Da hatten wir ihn in der Tat doch fast vergessen, unseren Vorsitzenden des Bundestags-Tourismusausschusses Klaus Brähmig. Aber jetzt, rechtzeitig im Sommerloch, hat er wieder zugeschlagen. Für die Urlaubsgebiete in Ägypten (wohlgemerkt Urlaubsgebiete und nicht Kairo oder Alexandria) „fürchtet er Terrorakte“ durch radikalisierte Teile der Muslimbrüderschaft und hält dabei für möglich, dass diese Radikale keine Rücksicht auf Touristen nehmen könnten (laut die WELT, 4.7.).
Ob er dabei weitergehende Informationen hat als das Auswärtige Amt, das seine Reisewarnungen zur Zeit eben nicht für die touristischen Gebiete in Ägypten ausgesprochen hat, darf bezweifelt werden. Natürlich war der Deutsche Reiseverband (DRV) stinksauer und ließ mitteilen, man sei sehr verwundert, dass nun ohne Grund eine Diskussion über die aktuelle Lage und die weitere Entwicklung in Ägypten losgetreten und angeheizt werde. „Wer jetzt über mögliche Anschläge spekuliert, handelt grob fahrlässig und schürt geradezu Panik. Solche Aussagen sind haltlos und entbehren jeglicher Grundlage“, so der DRV sehr deutlich weiter.
Man muss wissen, dass es bei dieser Diskussion nicht nur um die Interessen der Reiseveranstalter geht (im Zweifel buchen die ihre Kunden in ein anderes Zielgebiet), sondern vor allem um das Überleben der vielen Angestellten in der ägyptischen Tourismusindustrie rund um das Rote Meer. Statt diesen Menschen zu helfen, entzieht man ihnen durch solche leichtfertigen Aussagen (vorausgesetzt es nimmt jemand Herrn Brähmig ernst) die Erwerbsgrundlage. Das haben diese Menschen wirklich nicht verdient.

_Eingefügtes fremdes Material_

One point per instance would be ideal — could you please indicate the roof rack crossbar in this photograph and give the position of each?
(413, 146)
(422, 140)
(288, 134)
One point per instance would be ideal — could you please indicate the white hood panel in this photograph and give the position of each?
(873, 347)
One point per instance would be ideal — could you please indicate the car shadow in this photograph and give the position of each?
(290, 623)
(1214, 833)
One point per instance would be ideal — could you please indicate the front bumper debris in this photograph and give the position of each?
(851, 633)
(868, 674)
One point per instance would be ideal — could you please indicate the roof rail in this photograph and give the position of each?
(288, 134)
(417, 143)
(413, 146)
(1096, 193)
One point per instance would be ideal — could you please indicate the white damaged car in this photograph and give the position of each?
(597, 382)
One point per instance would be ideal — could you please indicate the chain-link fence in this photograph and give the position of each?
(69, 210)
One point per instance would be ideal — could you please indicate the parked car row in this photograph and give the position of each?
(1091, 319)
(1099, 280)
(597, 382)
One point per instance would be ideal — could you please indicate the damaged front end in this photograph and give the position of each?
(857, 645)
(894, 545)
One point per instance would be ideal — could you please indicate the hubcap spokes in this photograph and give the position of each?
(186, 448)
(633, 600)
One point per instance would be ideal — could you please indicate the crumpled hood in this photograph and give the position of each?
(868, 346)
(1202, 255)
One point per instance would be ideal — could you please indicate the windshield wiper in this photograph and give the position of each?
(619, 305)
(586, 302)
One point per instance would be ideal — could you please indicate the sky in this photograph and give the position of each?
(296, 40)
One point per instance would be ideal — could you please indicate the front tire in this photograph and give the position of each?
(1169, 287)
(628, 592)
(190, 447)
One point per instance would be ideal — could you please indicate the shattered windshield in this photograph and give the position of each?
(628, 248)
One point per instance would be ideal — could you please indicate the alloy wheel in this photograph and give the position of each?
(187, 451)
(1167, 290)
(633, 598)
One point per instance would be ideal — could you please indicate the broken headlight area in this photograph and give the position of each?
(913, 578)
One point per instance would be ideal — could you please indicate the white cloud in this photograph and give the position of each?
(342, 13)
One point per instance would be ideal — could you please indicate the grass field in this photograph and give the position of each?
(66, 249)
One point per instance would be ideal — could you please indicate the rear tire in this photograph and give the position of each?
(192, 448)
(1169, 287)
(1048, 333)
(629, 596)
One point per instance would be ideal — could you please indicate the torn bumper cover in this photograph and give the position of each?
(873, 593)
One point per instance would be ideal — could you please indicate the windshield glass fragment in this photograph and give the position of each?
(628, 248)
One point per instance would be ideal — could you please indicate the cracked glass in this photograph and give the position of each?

Das schlimme an dem Ganzen, und deshalb die besonders heftige Reaktion der BBB, Herr Brähmig ist Wiederholungstäter. Schon im März letzten Jahres, unmittelbar vor der ITB warnte besagter Herr Brähmig ausdrücklich vor Reisen nach Ägypten. Dieser „verbale Fehltritt“ war damals besonders peinlich, weil Ägypten Partnerland der ITB war. So wurde noch nie ein Partnerland brüskiert. Deshalb schrieb auch die fvw jetzt: „Wieder Ägypten-Eklat um MdB Brähmig“.

Da muss man sich doch fragen: Hat Herr Brähmig eine Art Ägypten-Phobie? Oder hat er als Kind zu viele schreckliche Mumien-Filme gesehen („Die Rache der Mumie“ o.ä.)? Vielleicht leidet er auch schwerwiegender an Islamophobie (Angst gegenüber Muslimen/dem Islam)?
Er ist und bleibt eine Belastung für die Tourismusindustrie, obwohl das Gegenteil, als Vorsitzender des Tourismusausschusses, sein Job sein müsste.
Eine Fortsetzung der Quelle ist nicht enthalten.